I am creating a list of strings inside double quotes . I am parsing the list to a dictionary where the dictionary is parsed to a json file . the json decoder could not read the strings in list inside single quotes .

>>> number = ["one", "two"]
>>> mapper = {"numbers" : number}

Actual output:

>>> print mapper
{'numbers': ['one', 'two']}

Desired output:

{'numbers': ["one", "two"]}

I am using Python 2.7. Please give an solution. Thanks in advance

You can use json like this.

import json
print json.dumps(array)

Okay. Wow! This is gonna be tricky.

First if you want to generate JSON then use the JSON module . It's going to be far more reliable and handle many corner cases that you're not yet aware of.

Beyond that the thing you have to understand is that this technique of printing a list, like you're doing it, is not really intended for production output. It's a convenience for debugging and pedagogy (learning and teaching).

When you print an object in Python then you're seeing its "representation." Under the hood Python calls __repr__() method as defined by the object's class. This is also how the object is "represented" in the interpreter (when using Python interactively at the >>> prompt).

So, one way you could approach your requirement would be to create your own subclass of Python's list type and over-ride the __repr__() method on that.

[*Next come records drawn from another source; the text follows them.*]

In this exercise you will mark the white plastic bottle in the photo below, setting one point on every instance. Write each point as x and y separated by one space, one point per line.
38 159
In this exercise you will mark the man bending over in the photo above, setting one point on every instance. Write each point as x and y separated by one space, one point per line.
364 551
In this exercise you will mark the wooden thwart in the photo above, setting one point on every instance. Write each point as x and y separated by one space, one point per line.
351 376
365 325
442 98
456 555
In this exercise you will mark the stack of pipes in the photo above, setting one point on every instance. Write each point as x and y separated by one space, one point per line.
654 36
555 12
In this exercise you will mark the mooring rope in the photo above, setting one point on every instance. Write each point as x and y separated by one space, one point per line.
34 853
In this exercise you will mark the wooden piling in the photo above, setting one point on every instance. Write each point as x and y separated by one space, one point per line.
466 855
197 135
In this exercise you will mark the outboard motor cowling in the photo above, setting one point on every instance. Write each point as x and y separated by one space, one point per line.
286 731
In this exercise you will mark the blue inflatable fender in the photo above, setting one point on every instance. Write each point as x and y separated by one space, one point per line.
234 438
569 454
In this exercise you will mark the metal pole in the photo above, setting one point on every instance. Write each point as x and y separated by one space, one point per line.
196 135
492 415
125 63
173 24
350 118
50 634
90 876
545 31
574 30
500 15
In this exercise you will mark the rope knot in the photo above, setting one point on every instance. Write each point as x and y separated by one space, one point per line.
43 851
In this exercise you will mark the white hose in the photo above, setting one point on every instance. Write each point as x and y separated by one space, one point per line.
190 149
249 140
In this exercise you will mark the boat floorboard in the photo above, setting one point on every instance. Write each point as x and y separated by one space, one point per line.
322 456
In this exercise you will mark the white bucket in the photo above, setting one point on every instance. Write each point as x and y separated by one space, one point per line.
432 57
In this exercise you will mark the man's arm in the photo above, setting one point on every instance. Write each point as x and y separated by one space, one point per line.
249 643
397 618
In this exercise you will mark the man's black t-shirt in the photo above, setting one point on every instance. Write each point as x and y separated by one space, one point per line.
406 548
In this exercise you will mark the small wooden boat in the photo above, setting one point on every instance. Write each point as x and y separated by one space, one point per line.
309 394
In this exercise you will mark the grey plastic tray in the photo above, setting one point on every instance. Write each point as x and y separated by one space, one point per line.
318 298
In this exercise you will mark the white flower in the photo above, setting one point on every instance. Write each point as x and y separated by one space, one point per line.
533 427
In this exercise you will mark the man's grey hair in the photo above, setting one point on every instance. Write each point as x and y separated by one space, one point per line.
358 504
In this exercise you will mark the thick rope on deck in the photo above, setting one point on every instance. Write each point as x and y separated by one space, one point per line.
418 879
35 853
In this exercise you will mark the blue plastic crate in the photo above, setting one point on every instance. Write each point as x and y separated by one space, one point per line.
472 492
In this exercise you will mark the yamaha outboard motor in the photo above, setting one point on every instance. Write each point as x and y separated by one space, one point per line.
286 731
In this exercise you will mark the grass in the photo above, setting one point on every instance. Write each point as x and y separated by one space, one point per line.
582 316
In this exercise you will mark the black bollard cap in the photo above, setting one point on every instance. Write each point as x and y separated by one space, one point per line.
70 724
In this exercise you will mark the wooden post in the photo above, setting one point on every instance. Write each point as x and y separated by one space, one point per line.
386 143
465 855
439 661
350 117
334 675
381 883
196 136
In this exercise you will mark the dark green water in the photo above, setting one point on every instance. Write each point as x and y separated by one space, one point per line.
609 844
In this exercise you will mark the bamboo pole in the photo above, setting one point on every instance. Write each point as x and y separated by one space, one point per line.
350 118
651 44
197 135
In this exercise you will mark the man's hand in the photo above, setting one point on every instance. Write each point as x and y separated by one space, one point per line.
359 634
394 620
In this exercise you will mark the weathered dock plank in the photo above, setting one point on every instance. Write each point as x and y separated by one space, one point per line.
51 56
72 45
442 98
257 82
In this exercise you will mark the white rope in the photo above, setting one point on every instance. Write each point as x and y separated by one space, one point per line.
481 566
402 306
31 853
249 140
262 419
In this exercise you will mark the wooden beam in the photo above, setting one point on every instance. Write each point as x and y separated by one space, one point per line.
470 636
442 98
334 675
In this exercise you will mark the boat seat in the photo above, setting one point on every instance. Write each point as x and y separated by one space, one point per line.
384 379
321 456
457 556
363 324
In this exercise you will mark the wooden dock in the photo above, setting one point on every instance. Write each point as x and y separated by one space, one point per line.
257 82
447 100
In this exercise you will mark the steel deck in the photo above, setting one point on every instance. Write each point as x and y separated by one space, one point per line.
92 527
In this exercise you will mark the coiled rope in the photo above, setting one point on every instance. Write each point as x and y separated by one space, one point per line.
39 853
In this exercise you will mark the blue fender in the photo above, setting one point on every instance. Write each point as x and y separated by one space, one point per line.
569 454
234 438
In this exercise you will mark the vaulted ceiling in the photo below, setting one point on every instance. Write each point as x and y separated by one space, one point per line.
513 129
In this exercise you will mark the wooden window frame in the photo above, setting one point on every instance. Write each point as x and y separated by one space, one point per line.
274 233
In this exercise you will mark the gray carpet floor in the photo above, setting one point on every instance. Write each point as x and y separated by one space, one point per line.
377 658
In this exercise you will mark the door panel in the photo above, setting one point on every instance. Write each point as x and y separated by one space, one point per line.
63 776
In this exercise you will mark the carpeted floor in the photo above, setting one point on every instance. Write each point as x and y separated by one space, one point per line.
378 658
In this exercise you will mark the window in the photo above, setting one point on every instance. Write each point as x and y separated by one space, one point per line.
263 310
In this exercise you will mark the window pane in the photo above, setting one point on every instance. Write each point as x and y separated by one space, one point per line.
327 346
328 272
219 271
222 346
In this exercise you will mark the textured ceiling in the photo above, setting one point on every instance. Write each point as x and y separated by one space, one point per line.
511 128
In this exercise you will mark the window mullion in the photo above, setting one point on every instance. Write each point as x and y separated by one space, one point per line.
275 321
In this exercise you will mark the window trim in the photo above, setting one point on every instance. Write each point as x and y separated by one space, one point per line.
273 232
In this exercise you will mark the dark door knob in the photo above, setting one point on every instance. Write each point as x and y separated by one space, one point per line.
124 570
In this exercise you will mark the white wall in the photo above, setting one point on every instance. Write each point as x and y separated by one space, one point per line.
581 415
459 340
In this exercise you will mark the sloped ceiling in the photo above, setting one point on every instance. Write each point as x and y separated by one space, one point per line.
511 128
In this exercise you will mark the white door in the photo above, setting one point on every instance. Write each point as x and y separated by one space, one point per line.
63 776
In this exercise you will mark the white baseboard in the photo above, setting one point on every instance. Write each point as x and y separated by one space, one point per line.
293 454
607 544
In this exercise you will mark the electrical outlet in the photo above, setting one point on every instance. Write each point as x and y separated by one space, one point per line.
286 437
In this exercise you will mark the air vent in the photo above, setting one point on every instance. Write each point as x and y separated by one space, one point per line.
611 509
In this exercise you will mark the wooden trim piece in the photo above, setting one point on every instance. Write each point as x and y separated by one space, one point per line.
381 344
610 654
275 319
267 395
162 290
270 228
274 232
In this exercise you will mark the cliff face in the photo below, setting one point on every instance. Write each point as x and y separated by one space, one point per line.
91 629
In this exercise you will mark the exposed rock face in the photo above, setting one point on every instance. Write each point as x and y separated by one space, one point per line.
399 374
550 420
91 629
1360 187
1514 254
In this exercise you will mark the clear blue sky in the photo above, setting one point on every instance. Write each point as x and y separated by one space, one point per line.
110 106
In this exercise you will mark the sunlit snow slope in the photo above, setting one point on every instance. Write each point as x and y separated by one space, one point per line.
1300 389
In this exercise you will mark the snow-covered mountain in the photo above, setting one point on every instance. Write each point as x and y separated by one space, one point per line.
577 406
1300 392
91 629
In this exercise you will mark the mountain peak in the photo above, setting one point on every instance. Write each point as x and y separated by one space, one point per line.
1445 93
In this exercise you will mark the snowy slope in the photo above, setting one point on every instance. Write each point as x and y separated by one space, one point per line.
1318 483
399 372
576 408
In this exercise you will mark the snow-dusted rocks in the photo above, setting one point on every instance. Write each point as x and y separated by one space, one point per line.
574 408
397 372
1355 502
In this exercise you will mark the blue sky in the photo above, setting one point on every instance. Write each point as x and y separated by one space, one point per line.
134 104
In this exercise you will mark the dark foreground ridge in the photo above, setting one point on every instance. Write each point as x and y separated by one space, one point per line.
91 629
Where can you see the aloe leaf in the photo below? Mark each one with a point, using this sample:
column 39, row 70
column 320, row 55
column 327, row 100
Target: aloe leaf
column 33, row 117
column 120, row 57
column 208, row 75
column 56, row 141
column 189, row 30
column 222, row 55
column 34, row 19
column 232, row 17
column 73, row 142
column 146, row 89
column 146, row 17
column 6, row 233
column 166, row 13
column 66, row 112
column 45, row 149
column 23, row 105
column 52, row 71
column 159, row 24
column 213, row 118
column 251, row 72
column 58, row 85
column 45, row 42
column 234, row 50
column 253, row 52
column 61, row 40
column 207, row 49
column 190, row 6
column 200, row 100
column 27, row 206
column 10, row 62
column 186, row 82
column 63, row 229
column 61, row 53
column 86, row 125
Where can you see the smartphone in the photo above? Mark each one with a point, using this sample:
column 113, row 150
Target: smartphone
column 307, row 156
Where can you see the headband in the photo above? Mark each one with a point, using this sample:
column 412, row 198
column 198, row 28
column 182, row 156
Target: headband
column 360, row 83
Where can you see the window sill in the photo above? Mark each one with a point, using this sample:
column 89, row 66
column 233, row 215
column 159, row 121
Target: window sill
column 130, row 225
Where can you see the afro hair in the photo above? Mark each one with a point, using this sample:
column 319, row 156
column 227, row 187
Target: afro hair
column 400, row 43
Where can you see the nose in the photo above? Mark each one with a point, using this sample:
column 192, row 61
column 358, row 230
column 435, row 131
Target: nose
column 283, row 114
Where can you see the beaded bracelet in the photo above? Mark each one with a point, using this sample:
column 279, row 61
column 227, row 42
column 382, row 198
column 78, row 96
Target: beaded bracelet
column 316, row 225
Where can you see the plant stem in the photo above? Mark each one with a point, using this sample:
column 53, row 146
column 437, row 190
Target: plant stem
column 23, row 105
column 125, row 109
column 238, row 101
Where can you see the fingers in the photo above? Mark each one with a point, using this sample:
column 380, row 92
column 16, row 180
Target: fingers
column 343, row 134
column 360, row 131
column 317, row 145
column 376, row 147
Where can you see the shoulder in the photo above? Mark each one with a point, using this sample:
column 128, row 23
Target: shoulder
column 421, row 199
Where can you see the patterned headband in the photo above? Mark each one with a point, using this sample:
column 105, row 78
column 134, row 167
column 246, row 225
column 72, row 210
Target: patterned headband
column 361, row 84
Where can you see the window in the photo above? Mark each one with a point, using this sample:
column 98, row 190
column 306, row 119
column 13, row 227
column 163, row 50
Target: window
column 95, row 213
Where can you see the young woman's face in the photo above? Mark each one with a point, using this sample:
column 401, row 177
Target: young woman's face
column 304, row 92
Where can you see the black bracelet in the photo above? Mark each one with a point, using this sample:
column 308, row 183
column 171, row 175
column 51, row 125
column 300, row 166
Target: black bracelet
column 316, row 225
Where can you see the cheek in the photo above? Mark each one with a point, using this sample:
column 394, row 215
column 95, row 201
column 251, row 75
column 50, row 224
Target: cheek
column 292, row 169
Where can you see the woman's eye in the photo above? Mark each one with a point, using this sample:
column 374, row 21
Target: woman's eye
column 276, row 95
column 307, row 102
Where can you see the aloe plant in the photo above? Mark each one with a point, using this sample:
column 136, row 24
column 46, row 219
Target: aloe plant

Another way would be for you to create your own function (let's call it print_list() ) to print lists in your desired format.

That might look something like:

#!python
def print_list(seq):
    '''print a list in our preferred format'''
    print '[%s]' % ', '.join(['"%s"' % x for x in seq])

In this case we're defining a function which interpolates a string into the string [...]; and that string is defined by joining a sequence of other strings with commas followed by spaces. That sequence of other strings is defined by iterating over our arguments (passed through the seq parameter to our function) and interpolating each of those into a pair of double quotes.

Note that this function would render all objects into double quoted strings. That will NOT match the built-in representational behavior which only puts quotes (the single quotes that you've objected to) around strings. The built-in __repr__ for Python lists will not put quotes around numbers, builtin constants like None and True and False and so on.

Specifically this "interpolation" is done, under the hood, by Python's use of another special method which is called __str__() . For simple data types like strings and numbers this is almost the same as what you see when you print them. For instances there are no quotes around the strings or numbers.

In general it's a bad idea to rely on this sort of implementation detail that's exposed by using an object's representation in your production output formatting.

But the key is you have to understand the distinctions between how data is entered into your code (or the interpreter) ... which is called its "literal" form, how it's represented in some sorts of output (debugging, and in the interpreter), and how it's interpolated. Often the literal form, the representational and string (interpolated) forms will be similar, even identical. Sometimes the won't be.

Addendum to address question in comments:

A variant of the previous function to return the results as a string rather than printing them:

#!python
def list_string(seq):
    '''print a list in our preferred format'''
    return '[%s]' % ', '.join(['"%s"' % x for x in seq])
# Usage example:
rendered = list_string([1, 2, 3, 10])

In fact it's better to write functions render strings into the desired format rather than calling print from within your functions. In general it's best to call print from has high up (towards your __main__ suite) as possible. That makes it easier if you ever have to adapt your program into a module for use with a webUI or a GUI, or to make it work over some custom networking connection or anything of the sort.